Regardless, there are many ways to skin the cat. We have a set of the Bar Plate guides and love them. I use them on our C&P and our Vandercook for an operator side guide (this idea came from Gerald Lange). They give you the same micro adjustment capability we have on our Heidelbergs and Kluge.

@havenpress. Mark. Nobody’s going to convince you, because it wasn’t your very own idea. I can see that. But I have my first package of Henry Compressible Pins right here, and I am very impressed with the simple elegance of the design. You can use what you like, but don’t run down what you have not seen and/or used. And BTW, good for John if he did recycle!

I can hardly wait to try the gage pins. I’ve smashed a couple in my day, and also smashed a sort or two I could ill afford, so these look to be the perfect solution. Rock on, John!

PantheraPress and HavenPress

Um, yeah.

Phasetwo

Yeah, Bar Plate rules. One of these days I am going to buy that torque speed quoin key. Maybe.

Gerald
http://BielerPress.blogspot.com

Gerald- you mean a torque (limiting) wrench for quoins? :-?

HavenPress

Yeah, Bar Plate has this speed quoin key that is limited by torque.

Someone once asked what the limitation of a speed quoin might be on Letpress and someone worked out something based on a bathroom scale. I mentioned that Bar Plate had already such a limited toeque quoin based on industry standards and boy did I get dumped on. By friends of the bathroom scale method (didn’t even know there was such a group). I was completely shocked. :—) Ah, Letpress. No longer a member.

Gerald
http://BielerPress.blogspot.com

hahahahahaha good story Gerald.
I’m more familiar with those wrenches from bicycle wrenching and the torque limits of carbon fiber parts.
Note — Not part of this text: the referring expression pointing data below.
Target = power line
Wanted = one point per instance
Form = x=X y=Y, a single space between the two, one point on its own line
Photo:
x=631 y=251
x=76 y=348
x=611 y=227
Didn’t know about the barplate quoin key, but it is not a first. Cornerstone made a ClickTite quoin key that could not be over-tightened. AWT sold them in the US. Unfortuneately, they were square-shank, useable only on Cornerstone and Wickersham quoins (and Notting and Hancock and others).

HavenPress

Well, during the back and forth I did mention that Bar Plate provided the technical specifications. Okay, that really added fuel to the fire. Then it was how you can’t trust technical specifications. I’m thinking, what? you are using a rigged bathroom scale to measure torque. Lost that one by a mile.